Fraud detection dataset. https://www.kaggle.com/datasets/mlg-ulb/creditcardfraud?resource=download Second fraud detection dataset. https://www.kaggle.com/ealaxi/paysim1/download
The aim of this repo is to describe the different uses for AI/ML. For example, the fraud detection system uses models to detect outliers/abnormal behaviour/classify whereas the Crytpo Price Predictor trains/uses models to predict pricing.
Data is imported. Before training, a process of splitting the labelled is performed.

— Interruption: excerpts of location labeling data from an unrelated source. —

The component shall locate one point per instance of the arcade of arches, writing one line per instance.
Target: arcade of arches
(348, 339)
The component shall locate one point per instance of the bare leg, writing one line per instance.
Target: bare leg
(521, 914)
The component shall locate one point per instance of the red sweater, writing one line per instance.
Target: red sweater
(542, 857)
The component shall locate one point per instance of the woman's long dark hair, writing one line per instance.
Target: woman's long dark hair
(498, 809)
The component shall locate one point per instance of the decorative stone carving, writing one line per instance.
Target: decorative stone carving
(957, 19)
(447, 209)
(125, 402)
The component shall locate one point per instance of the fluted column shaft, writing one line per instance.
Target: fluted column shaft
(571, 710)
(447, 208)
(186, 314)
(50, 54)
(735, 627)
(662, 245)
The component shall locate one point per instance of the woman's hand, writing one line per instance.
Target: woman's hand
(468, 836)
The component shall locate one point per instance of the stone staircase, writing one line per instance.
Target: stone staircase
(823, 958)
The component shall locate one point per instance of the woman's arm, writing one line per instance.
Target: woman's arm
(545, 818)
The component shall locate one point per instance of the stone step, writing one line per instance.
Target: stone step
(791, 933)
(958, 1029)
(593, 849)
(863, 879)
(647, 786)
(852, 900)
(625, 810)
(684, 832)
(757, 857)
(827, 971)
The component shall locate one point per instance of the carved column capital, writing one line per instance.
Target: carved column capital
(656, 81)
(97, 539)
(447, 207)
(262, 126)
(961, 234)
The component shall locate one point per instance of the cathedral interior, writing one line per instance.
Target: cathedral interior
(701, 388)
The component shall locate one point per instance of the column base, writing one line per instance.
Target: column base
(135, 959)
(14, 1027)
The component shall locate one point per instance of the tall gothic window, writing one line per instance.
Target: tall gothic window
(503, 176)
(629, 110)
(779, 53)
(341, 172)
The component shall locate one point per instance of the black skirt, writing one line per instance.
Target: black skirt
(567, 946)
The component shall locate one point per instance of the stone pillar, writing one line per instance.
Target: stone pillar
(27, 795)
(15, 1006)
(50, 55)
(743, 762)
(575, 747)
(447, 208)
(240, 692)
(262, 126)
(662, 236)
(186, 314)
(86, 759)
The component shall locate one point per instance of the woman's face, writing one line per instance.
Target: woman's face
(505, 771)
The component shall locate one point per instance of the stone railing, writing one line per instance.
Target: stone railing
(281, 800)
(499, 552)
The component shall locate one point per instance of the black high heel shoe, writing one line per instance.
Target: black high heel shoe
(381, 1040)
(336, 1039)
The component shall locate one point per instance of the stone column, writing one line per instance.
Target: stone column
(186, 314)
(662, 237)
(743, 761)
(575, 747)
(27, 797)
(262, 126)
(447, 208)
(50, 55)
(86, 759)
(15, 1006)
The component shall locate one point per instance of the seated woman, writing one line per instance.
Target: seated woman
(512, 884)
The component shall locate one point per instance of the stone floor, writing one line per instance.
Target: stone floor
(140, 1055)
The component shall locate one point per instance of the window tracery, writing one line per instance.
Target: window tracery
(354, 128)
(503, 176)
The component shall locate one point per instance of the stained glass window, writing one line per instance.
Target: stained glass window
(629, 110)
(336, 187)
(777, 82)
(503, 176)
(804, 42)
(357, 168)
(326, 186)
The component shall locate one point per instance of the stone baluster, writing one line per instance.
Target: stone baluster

Most of the labelled data is used to train the model, while a small portion is used for testing.
The app.py
script defined a test dataset size of test_size = 0.2
. Meaning 80% of the data is used to train the model. This an important detail to note for the models training.
In the app.py
script, 5 models are trained for fraud detection. Decision Tree, K-Nearest Neighbors, Logistic Regression, SVM, Random Forest Tree. These models are very common and the models used are a key detail to be noted.
After the model is trained, and before the model is deployed to production, it is evaluated using the 20% of the labelled dataset set aside for testing.
The confusion matrix is one of the most important assets to evaluating how a model performed againt the test set. The app.py
script generates this confusion matrix.
Other evaluation metrics are calucalted from the confusion matrix: Accuracy, precision, recall, f1 and many more. Some data scientists even define their own methods of evaluation.
This system calculates accuracy and f1 for each of the models and displays these metrics on the console.